La production de gaz naturel liquéfié (GNL) qatarie a été suspendue après les bombardements iraniens sur des infrastructures énergétiques. QatarEnergy, qui représente normalement 20% de la production mondiale de GNL, a interrompu ses activités. Parallèlement, 20% du GNL mondial transite habituellement par le détroit d'Ormuz.
Depuis le début du conflit, le prix du GNL a bondi à 65 euros le mégawattheure, un niveau inédit depuis janvier 2023. Le prix du TTF sur le marché néerlandais a quant à lui augmenté de 50%. Nicolas Goldberg, expert énergie, prévient : « Nous pourrions assister à un effet sur les prix du gaz l'hiver prochain », notamment en raison des stocks européens remplis seulement à 30%, leur plus bas niveau depuis dix ans.
Pourtant, les Français pourraient ne pas ressentir immédiatement cette hausse sur leurs factures, en raison de la fin de la période de chauffe. L'augmentation concernera principalement les foyers bénéficiant de tarifs indexés sur les cours du marché.

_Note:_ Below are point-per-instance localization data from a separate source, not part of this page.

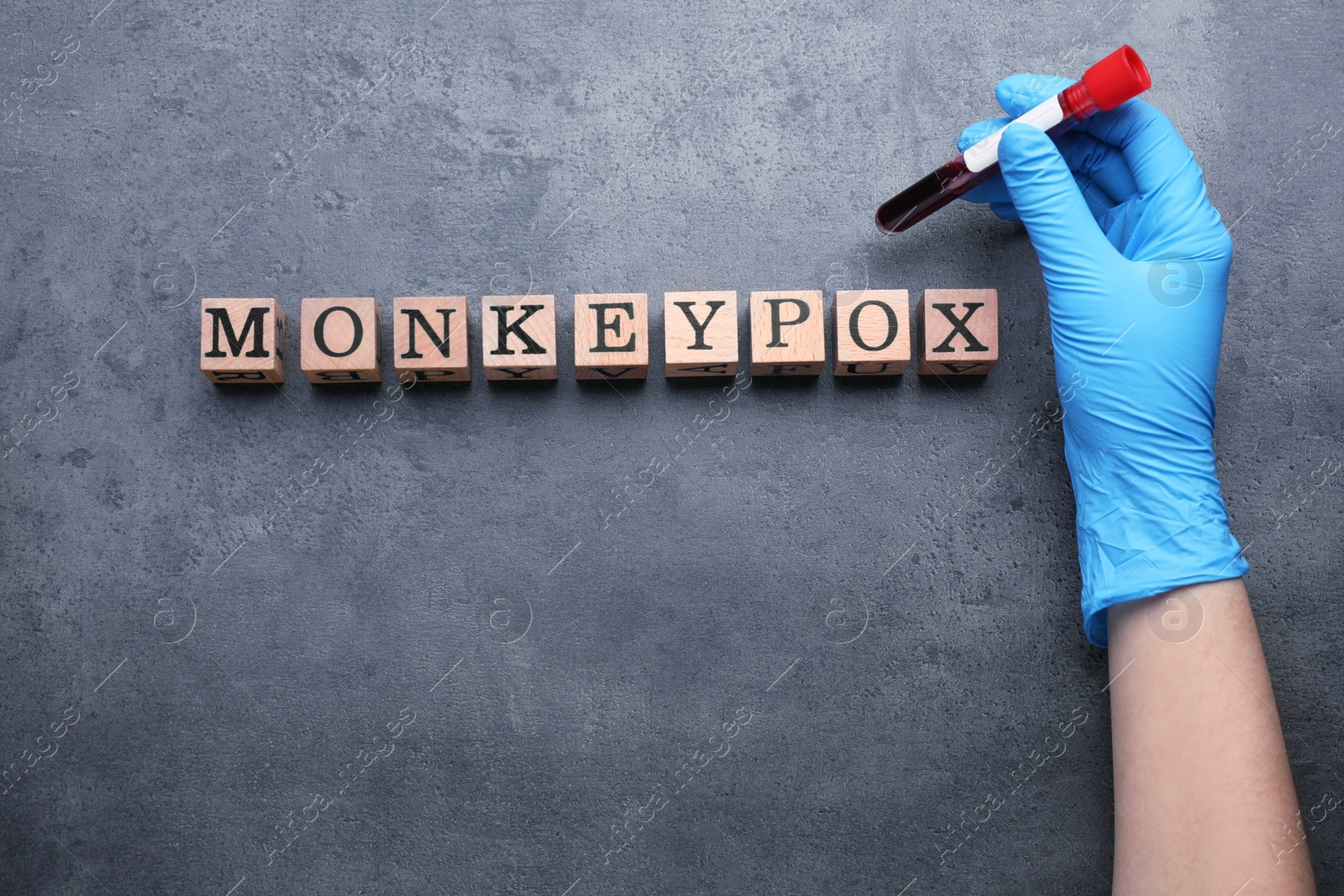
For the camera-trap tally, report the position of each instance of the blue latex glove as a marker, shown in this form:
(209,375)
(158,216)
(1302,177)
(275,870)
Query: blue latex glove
(1136,264)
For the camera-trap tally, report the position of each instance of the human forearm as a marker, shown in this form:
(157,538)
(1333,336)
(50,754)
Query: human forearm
(1203,786)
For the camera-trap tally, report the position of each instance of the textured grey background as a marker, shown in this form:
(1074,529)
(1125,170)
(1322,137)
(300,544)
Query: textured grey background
(233,149)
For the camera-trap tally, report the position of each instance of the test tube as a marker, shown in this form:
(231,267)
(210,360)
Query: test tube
(1115,80)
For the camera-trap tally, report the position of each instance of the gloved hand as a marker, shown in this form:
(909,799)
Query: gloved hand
(1136,265)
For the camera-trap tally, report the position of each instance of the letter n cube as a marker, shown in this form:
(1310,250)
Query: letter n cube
(429,338)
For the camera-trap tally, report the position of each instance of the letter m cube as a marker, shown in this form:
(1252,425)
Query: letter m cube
(242,340)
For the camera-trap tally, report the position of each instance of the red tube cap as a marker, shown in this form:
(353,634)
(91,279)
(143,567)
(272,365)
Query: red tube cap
(1119,76)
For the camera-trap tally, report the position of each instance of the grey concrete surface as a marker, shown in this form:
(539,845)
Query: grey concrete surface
(569,658)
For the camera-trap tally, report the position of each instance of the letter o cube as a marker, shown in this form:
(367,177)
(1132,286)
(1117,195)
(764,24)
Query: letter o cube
(340,340)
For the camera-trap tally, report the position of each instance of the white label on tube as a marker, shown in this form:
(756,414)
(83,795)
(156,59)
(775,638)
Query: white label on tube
(1043,117)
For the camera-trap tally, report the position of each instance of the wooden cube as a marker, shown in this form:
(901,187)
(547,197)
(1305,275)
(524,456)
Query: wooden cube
(788,333)
(960,332)
(611,336)
(430,338)
(701,333)
(517,336)
(242,340)
(873,332)
(340,340)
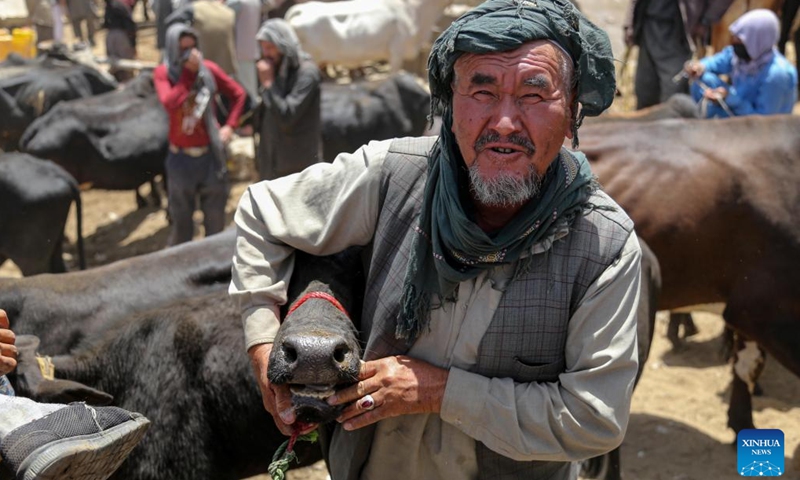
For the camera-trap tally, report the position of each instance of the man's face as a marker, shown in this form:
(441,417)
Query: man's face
(186,43)
(510,111)
(270,52)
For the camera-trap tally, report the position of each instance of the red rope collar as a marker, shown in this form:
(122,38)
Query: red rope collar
(319,295)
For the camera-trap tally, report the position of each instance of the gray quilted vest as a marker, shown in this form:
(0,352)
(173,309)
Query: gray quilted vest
(536,307)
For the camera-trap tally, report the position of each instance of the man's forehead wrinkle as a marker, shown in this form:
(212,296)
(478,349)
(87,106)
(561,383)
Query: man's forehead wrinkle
(539,80)
(479,78)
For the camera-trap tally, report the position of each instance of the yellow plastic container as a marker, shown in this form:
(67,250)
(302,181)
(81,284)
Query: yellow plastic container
(5,44)
(23,41)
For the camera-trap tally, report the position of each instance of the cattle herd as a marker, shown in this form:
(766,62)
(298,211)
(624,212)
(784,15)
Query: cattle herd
(715,203)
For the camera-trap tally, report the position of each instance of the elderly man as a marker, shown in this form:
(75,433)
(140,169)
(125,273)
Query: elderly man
(48,440)
(499,314)
(290,124)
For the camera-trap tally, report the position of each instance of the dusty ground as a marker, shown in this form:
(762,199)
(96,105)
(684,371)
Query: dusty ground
(678,426)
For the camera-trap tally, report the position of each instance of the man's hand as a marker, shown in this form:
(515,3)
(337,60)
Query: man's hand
(398,385)
(193,62)
(715,94)
(627,35)
(694,69)
(266,72)
(277,398)
(8,352)
(226,134)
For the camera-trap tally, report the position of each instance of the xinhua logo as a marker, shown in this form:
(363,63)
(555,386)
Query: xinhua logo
(760,453)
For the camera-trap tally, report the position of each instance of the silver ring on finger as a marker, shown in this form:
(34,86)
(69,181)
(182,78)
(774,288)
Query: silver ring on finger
(366,402)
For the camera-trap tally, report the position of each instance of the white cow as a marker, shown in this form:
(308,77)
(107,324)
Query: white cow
(354,32)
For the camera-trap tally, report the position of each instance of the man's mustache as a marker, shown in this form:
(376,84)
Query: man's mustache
(514,138)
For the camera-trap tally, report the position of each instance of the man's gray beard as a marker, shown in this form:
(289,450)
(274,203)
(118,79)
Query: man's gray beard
(505,189)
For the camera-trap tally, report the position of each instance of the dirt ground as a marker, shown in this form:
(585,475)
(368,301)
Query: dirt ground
(678,425)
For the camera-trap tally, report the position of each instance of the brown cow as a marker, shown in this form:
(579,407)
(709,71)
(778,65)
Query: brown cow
(718,202)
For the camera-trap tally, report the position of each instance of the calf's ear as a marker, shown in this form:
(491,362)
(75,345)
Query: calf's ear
(68,391)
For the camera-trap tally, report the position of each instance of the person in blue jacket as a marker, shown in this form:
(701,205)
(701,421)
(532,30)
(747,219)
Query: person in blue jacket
(761,80)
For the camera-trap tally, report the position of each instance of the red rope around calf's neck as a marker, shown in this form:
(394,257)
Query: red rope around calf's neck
(319,295)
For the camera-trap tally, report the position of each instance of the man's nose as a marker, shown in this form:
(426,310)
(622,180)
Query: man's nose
(507,116)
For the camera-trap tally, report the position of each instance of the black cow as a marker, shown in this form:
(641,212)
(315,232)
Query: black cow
(185,368)
(29,89)
(315,356)
(354,114)
(115,141)
(35,198)
(718,202)
(64,309)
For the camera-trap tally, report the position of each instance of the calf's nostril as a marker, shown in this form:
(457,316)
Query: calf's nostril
(340,353)
(289,353)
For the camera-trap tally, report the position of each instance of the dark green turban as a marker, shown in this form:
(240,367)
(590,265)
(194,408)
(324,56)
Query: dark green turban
(503,25)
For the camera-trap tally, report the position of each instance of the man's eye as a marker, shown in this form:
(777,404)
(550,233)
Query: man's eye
(532,97)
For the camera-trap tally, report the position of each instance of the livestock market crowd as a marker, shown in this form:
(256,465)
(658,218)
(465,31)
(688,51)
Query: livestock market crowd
(440,240)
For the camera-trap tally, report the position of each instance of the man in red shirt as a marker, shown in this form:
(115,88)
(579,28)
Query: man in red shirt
(186,85)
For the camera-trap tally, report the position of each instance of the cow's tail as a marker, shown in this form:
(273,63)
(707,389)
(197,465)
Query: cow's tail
(79,222)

Pétrole, agriculture et transports affectés
Le pétrole représente un autre enjeu majeur, avec 20 millions de barils transitant quotidiennement par le détroit d'Ormuz, soit 20% de l'approvisionnement mondial. Bien que le baril de brent ait connu une forte progression, son prix reste historiquement faible à 82 dollars.

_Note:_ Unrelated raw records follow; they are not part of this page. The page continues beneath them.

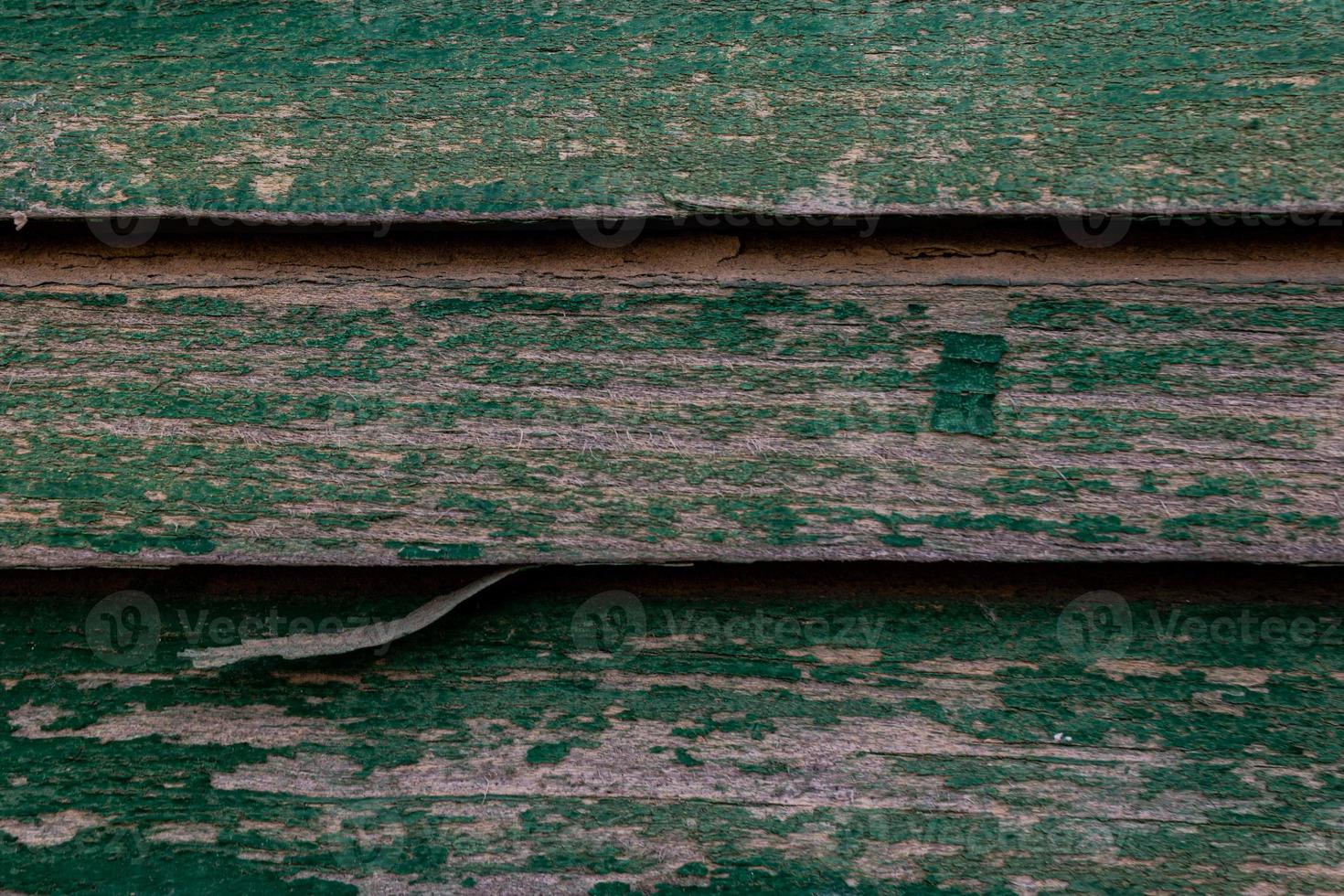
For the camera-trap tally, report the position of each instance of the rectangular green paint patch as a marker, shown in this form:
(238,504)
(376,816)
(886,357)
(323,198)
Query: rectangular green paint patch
(964,383)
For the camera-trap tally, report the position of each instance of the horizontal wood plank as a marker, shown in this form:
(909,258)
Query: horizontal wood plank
(689,398)
(421,109)
(775,731)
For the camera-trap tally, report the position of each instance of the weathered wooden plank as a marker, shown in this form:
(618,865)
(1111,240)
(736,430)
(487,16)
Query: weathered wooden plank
(788,730)
(420,109)
(692,398)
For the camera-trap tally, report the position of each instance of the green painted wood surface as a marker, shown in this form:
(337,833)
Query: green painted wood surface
(481,111)
(705,398)
(771,730)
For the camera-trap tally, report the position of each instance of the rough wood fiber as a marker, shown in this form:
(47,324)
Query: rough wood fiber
(694,398)
(907,733)
(485,111)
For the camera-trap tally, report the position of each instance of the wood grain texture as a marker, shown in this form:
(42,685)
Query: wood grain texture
(769,731)
(421,109)
(691,398)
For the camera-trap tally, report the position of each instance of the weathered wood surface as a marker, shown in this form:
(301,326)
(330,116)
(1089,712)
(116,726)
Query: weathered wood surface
(891,731)
(691,398)
(421,109)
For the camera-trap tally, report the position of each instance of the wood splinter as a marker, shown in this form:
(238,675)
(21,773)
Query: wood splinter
(375,635)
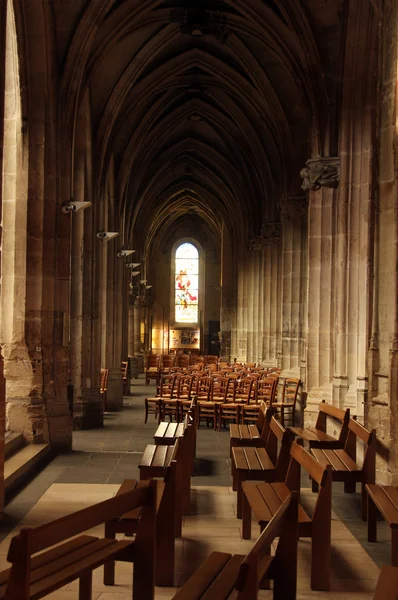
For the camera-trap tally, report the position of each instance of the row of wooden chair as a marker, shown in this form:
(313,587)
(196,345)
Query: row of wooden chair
(221,399)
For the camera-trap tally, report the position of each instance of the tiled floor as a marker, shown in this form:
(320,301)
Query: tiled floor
(103,458)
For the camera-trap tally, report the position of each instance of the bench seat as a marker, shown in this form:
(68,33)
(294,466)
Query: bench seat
(384,498)
(265,499)
(67,562)
(167,433)
(316,438)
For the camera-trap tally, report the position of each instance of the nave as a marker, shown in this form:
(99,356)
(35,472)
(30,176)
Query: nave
(102,459)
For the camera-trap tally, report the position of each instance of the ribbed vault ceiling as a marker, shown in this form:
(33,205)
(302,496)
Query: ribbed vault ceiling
(206,107)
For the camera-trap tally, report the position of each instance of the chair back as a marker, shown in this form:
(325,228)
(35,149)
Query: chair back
(243,390)
(184,387)
(204,388)
(182,361)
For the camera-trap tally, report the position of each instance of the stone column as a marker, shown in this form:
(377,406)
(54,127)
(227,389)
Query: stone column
(137,327)
(85,358)
(112,308)
(320,299)
(294,230)
(228,292)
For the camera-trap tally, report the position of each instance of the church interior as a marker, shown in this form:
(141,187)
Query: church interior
(199,205)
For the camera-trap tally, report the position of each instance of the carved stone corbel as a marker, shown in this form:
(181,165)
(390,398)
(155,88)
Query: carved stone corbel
(293,208)
(320,172)
(269,232)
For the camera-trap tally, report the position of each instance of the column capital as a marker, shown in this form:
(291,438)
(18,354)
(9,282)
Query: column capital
(293,208)
(269,232)
(323,171)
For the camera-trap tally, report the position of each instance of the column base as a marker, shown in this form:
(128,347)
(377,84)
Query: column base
(114,396)
(88,411)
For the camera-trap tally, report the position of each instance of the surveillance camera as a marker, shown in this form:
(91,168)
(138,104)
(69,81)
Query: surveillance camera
(123,252)
(71,206)
(68,208)
(107,235)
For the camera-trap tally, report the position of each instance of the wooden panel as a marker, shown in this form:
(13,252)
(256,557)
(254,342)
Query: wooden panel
(199,582)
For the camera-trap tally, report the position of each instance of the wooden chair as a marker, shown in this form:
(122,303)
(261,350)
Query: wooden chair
(152,370)
(182,361)
(317,436)
(264,499)
(290,392)
(262,464)
(263,391)
(155,405)
(223,576)
(185,393)
(387,584)
(254,435)
(207,408)
(344,465)
(104,387)
(236,395)
(211,359)
(169,404)
(124,370)
(33,576)
(167,363)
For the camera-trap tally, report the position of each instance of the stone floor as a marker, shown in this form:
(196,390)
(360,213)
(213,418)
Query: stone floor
(103,458)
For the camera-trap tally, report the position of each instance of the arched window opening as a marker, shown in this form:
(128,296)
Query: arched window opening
(186,284)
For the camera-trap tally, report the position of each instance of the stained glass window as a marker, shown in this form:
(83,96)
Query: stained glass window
(186,284)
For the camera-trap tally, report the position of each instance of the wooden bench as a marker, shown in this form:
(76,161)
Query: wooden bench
(317,436)
(343,462)
(156,460)
(254,434)
(262,464)
(223,574)
(387,584)
(34,576)
(384,498)
(168,432)
(264,499)
(124,370)
(168,525)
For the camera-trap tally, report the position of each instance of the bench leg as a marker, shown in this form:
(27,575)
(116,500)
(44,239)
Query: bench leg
(109,567)
(246,518)
(364,502)
(372,520)
(239,479)
(394,547)
(349,487)
(86,586)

Cette relative stabilité s'explique par la possibilité de contourner le détroit bloqué via des pipelines alternatifs, ainsi que par les stocks stratégiques français qui couvrent trois mois de consommation selon Francis Pousse du syndicat Mobilians.
L'agriculture française subit également les contrecoups du conflit, avec une hausse de 15% des prix des engrais depuis la fin de la semaine dernière, selon Olivier Hardouin de la FNSEA. Un tiers des engrais mondiaux transitent normalement par Ormuz.
Le transport maritime connaît des perturbations significatives, avec des délais d'acheminement allongés pour les colis arrivant en France. Le trafic aérien est particulièrement affecté, avec au moins 19 000 liaisons supprimées depuis le début du conflit.
Philippe Pascal, patron d'Aéroports de Paris, estime que 7% du trafic a été perturbé à Roissy-Charles-de-Gaulle et au moins 1% à Orly. Les aéroports de province comme Lyon, Marseille et Nice subissent également des annulations de vols, notamment vers Dubaï et le Qatar.
Perspectives économiques incertaines
François Villeroy de Galhau, gouverneur de la Banque de France, reconnaît que l'économie mondiale fait face à « une accumulation de chocs qui crée une très grande incertitude ». Tout en jugeant la situation sérieuse, il estime prématuré d'en tirer des prévisions économiques concrètes.
Le haut fonctionnaire se veut néanmoins rassurant concernant la stabilité financière, affirmant qu'elle n'est pas en risque pour le moment. Cette crise rappelle cependant la vulnérabilité des économies européennes aux chocs géopolitiques, particulièrement dans le domaine énergétique.
Les prochaines semaines seront déterminantes pour évaluer l'impact réel de ce conflit sur l'économie française et européenne, alors que les autorités surveillent attentivement l'évolution de la situation au Moyen-Orient et ses répercussions sur les marchés mondiaux.